As a youth, my family and I occasionally visited friends at their apartment with windows overlooking a busy El. In fact, you could practically
reach out and touch the subway trains passing to and fro. It was the Number 4
line to be precise. And the apartment dwellers in question lived in a walk-up at the
intersection of Jerome Avenue and East Gun Hill Road—where west meets east. That
is, where the West Bronx ends and the East Bronx begins. The address was
actually not too far from where I grew up in Kingsbridge. It was only a ten-minute
drive, yet it seemed like a different world altogether.

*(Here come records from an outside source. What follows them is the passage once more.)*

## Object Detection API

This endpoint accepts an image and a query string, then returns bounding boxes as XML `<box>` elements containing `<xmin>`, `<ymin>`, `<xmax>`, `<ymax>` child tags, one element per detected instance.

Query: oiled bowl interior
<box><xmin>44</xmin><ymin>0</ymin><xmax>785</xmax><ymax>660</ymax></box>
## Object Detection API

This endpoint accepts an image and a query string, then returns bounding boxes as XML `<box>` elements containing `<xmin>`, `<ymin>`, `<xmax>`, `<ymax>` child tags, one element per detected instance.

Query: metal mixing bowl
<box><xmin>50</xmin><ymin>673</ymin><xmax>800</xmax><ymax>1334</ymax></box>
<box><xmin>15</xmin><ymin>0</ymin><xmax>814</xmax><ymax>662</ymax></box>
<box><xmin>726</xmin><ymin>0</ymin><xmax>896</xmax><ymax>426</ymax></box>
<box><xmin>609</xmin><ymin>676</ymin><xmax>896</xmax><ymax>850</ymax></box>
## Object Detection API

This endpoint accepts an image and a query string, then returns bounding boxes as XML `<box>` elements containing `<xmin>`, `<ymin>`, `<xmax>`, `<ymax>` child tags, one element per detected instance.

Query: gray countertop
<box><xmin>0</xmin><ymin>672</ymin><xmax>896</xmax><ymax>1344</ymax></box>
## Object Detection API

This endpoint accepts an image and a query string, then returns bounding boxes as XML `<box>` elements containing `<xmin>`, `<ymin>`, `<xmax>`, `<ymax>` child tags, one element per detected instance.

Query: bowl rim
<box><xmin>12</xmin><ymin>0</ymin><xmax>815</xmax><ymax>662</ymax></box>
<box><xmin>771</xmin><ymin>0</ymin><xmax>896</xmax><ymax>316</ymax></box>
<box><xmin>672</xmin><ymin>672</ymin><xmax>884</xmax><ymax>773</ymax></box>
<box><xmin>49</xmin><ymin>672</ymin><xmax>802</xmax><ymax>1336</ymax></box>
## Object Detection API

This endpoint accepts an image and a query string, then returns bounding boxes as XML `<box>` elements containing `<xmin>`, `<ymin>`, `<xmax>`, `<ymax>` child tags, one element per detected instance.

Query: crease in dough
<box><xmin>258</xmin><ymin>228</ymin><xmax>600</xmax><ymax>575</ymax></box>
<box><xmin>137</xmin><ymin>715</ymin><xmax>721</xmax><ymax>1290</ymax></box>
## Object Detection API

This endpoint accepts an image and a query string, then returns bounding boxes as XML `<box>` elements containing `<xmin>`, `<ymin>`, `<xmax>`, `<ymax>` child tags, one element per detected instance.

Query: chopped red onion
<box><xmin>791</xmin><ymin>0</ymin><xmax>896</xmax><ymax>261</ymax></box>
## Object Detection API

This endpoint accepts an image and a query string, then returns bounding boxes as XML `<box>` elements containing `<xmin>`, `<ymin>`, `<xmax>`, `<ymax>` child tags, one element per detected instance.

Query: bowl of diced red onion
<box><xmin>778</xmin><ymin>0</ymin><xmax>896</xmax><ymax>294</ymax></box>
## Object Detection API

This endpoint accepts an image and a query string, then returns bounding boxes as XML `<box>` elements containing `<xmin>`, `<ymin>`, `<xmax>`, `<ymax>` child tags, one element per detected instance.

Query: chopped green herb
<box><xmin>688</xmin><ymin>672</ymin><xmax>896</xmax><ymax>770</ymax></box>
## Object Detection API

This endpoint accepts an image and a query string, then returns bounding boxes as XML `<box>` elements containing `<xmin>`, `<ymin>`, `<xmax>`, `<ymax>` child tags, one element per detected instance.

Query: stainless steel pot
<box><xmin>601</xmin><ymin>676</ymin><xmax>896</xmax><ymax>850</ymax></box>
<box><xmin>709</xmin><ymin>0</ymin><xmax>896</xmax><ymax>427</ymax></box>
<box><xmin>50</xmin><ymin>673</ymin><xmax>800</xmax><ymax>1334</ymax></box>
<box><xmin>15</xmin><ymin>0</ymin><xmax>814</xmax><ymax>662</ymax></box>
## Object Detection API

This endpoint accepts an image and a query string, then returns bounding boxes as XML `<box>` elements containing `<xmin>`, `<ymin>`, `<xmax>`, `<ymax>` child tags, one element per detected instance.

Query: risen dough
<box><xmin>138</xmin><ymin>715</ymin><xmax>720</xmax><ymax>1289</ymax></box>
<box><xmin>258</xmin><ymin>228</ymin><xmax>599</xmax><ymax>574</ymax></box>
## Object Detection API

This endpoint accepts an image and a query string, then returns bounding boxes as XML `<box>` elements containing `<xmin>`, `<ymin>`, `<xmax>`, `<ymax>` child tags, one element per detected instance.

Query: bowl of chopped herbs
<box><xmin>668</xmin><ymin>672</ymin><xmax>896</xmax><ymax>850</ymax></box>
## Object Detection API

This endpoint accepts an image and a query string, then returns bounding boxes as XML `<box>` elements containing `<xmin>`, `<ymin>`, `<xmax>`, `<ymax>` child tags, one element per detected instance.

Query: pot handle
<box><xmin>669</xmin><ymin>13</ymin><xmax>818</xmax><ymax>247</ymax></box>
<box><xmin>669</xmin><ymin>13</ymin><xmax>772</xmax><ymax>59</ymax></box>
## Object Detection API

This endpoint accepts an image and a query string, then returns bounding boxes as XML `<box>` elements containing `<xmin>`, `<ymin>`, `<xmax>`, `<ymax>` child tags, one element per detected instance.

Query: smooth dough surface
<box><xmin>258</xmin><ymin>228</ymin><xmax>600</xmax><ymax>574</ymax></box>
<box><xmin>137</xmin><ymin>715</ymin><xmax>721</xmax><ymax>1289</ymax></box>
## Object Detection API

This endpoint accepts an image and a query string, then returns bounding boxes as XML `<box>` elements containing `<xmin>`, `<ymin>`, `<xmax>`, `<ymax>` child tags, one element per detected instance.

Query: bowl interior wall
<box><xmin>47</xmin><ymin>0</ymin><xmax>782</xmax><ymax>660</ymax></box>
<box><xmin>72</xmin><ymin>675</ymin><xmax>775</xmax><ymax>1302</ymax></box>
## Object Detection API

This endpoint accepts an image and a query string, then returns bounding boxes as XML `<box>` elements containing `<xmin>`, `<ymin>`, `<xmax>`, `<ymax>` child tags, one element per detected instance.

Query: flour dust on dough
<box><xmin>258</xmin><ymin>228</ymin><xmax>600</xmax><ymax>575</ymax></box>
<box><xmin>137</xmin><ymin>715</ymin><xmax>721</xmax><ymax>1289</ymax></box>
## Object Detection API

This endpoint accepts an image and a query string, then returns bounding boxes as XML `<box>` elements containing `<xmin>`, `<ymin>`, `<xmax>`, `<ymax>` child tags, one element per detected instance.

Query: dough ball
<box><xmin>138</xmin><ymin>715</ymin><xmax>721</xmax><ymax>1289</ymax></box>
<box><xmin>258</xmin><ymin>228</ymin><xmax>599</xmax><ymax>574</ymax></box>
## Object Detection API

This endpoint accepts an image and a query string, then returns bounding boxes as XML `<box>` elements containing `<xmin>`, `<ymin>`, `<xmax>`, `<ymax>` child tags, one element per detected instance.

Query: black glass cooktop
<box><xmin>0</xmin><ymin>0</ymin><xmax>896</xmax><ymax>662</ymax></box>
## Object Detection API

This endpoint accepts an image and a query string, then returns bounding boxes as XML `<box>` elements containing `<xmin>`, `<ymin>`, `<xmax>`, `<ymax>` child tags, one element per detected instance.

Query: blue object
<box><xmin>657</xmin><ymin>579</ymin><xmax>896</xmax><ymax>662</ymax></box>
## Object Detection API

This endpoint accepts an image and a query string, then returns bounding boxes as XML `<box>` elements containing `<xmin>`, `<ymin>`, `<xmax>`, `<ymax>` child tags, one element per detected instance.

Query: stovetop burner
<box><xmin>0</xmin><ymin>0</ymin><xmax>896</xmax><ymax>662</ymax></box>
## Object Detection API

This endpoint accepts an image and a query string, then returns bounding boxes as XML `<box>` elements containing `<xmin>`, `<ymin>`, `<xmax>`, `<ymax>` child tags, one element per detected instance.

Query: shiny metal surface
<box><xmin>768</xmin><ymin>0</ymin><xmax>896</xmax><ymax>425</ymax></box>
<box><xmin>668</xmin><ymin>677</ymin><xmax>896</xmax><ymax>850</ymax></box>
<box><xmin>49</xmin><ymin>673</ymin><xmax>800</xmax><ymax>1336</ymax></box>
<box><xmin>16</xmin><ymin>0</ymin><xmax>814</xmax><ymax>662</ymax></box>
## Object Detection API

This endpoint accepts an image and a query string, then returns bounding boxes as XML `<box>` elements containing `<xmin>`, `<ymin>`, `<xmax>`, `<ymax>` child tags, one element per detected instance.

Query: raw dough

For a kid who liked both playing with and riding on trains, I
considered this apartment the absolute coolest place a person could live.
Watching subway traffic at all hours from a bedroom window perch was akin—from my
ten-year-old perspective—to an urban paradise. Now, more than forty years
later, I can better understand why people might prefer to live someplace else.
Residing in eye- and earshot of a heavily-trafficked
El would typically be considered less desirable living quarters than someplace
off-the-beaten trail—like a block away. But the times they are a-changin’ in New York. Recently, I stumbled upon a rather large sign at W242nd Street and Broadway that advertised luxury apartments. During its building stage, rumors swirled that the completed edifice would be dormitories for my alma mater, nearby Manhattan College. What an awful location for college kids to burn the midnight oil
studying for exams, I thought then, not to mention for sleeping off a Natural Light Beer binge. With trains coming and going at that very spot all day and all night long, it’s a never-ending story
of metal-on-metal screeching, earsplitting horn blowing, and—the pièce de ré·sis·tance—air-brake
sighing when the Number 1 train comes home to roost. "Luxury,” it would seem, is in the eye and ear of the beholder.
If nothing else, they are "close to transportation."
And close to sprawling Van Cortlandt Park, too.Every time there is a heavy rain, Tibbetts Brook "daylights" itself in the park.
In barbecue territory...
It's that time of year around this part of the Bronx. On weekends, buses become trains.
The luxury apartments will have a bird's-eye view of this sort of thing on a regular basis.
As a youthful passenger in my father's automobile, I remember requesting with a certain yanking hand-gesture that truck drivers blow their loud horns. The luxury apartment dwellers can mime something similar to passing train operators.
There once was a time when Dunkin' Donuts was "worth the trip." That is, pretty scarce and hard to find. Not so anymore.
An empty Natural Light beer can—a Jasper's preferred brew.
Groundbreaking at the college for its future state-of-the-art "South Campus." This locale once hosted a house on it that was owned by boxer Sugar Ray Robinson. When I attended Manhattan College, the house was still there and called Farrell Hall. For a reason that now escapes me, I visited Farrell Hall on one occasion.
Springtime on Broadway. A couple of days ago, I wore my winter jacket.
Today it's close to ninety degrees.
Tony Riverdale's haphazard building through the years would have made Ayn Rand proud.
When "The Century" building in Riverdale first opened, there was no covering on its tennis courts. For a summer or two, the woods surrounding it supplied us with bag loads of free tennis balls for our stickball games.
Stickball games that, by the way, were played down this block at John F. Kennedy High School. The school was built on land that previously housed an area we all knew as "Shanty Town."
"That's a fancy-looking apartment building over there. I wonder how much an apartment is?"
Elevated subway tracks were once the rage, even in Manhattan. Now, only the Number 1 train—and briefly at that—daylights itself in the northernmost reaches of the borough.
I grew up with the El on nearby Broadway. I waited for my "Special" bus, which took me to high school in the East Bronx, under the El. I enjoyed a snow cone at Woolworth's in the shadows of the El. It was an evocative area institution for sure. Nowadays, however, I can better appreciate the quieter and cleaner benefits of an underground railroad.